Port Clarence was at one time a LORAN Station, and it appears it may still have a substantial runway, so it might also develop into a seasonal air station.

The Secretary of the Navy has already expressed an interest in having a strategic port in Alaska. From the Navy’s point of view it is near the potentially strategically important Bering Strait.

Coast Guard Commandant Adm. Karl Schultz meets with Secretary of the Navy Richard V. Spencer and Alaska Sen. Dan Sullivan in Nome and Port Clarence, Alaska to discuss the construction of deep draft ports in western Alaska, Aug. 13, 2018. This would allow the Coast Guard and Navy to have a strong presence in the U.S. Arctic. U.S. Coast Guard photo by Petty Officer 1st Class Jetta Disco.

15 thoughts on “New Base at Port Clarence?

  1. it may be just me but don’t we want to operate in the north? Adak is pretty far south, especially as cutter response goes. not counting the navy, they seem to have an aversion to north of the arctic circle for the last few decades. port Clarence being a viable port/station/home port makes more sense but would require a shiton of cash.

    • Yes, Adak is far South of the Arctic Circle. Even Port Clarence is slightly south of the Circle. Adak is only in the Arctic because the US government defines the Arctic to include the Aleutians even though they are still far South of the Arctic Circle.

      No indication yet how much work they plan to put into Port Clarence beyond using its natural availability as an anchorage.

  2. Port Clarence is currently not feasible for anything other than a place of refuge.
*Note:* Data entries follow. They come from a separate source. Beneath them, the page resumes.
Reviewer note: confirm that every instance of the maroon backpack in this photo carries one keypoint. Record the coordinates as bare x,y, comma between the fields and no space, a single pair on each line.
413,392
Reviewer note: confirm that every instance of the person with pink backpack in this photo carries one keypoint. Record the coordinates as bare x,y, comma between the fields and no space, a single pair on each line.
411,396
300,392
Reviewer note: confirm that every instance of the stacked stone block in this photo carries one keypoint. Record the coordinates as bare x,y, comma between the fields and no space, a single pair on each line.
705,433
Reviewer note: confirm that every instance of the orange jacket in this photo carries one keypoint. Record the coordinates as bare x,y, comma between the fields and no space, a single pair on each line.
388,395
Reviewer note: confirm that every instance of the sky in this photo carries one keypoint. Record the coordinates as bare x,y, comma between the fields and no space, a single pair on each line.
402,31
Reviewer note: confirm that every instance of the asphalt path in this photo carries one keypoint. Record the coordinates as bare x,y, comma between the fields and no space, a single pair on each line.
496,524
There doesn’t seem to be any discernible port infrastructure. I doubt they would be able to provide fuel and other supplies. Nome is probably more feasible in the long-term, but current harbor depth starts at 17 feet in the outer harbor and goes down to 9 feet in the inner. Bethel and Dillingham are both large towns for the region, but are both up rivers which presents challenges. Realistically, if you want a port closer to the arctic than Kodiak, Dutch Harbor is the only option at least for the near to mid-term. It is the only port in the region that is reliably re-supplied and has a large deep-draft port that is currently undergoing plans to deepen. The problem with Dutch is it’s not really that close to the arctic, it has less than reliable air transportation (primarily due to weather, but the small and awkwardly placed runway doesn’t help). On the other hand it is one of the larger towns in all of Alaska with existing infrastructure and a long history of Coast Guard activities.

    • They are talking about adding infrastructure where there is none. Port Clarence looks likely because of a well protected natural harbor and it already has an airfield that could be significantly improved without any earth moving.